17 AB (an abdominal muscle) SOLVE (as we do)

18 (car) NATIONS

21 PAC K’S cap<

6 Responses to “Independent 6666 by Math”

  1. neildubya says:

    You probably know this but if not 12/15a is thematic too – CLICKETY-CLICK is “66” in bingo calls.

  2. Jon says:

    Yes, a lot harder than the usual Wednesday Dac. Having solved off the online version, all the sixes in the grid went right over my head, I’m afraid. I also had a moment of panic when I thought that the ‘me back’ in 10ac might refer to the setter’s name…

  3. nmsindy says:

    CLICKETY-CLICK I may have heard that a long time back, but had forgotten. However, if it had been LEGS ELEVEN …

  4. Ali says:

    A great puzzle. Some very nice clues, particularly KEBABS! Nice working of the theme too.


  5. Kieron says:

    Thought 16A was great.

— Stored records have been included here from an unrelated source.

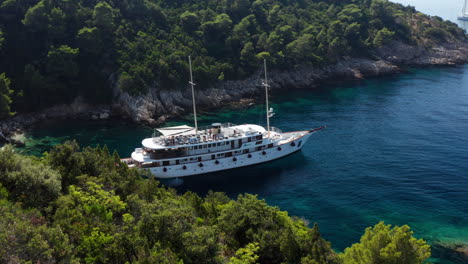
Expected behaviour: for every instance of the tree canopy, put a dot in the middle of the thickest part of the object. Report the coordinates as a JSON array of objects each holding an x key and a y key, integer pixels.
[
  {"x": 77, "y": 205},
  {"x": 54, "y": 51}
]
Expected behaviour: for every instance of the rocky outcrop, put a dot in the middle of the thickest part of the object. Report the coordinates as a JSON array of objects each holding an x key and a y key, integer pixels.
[{"x": 14, "y": 126}]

Nice wor

    With 5A, I too was confused about its supposed crypticality (crypticism?) – but I think the setter simply thought the surface reading would be more misleading than it was (i.e. that it would read as “Do they train catering staff here?”) The layout in the paper, with just the opening “Train catering staff” on their own at the bottom of one column didn’t help Math, I think…

  6. nmsindy says:

    BUFFET CAR Yes, I think that explains it, Kieron – we were meant to read it as a question (Do they) Train catering staff here?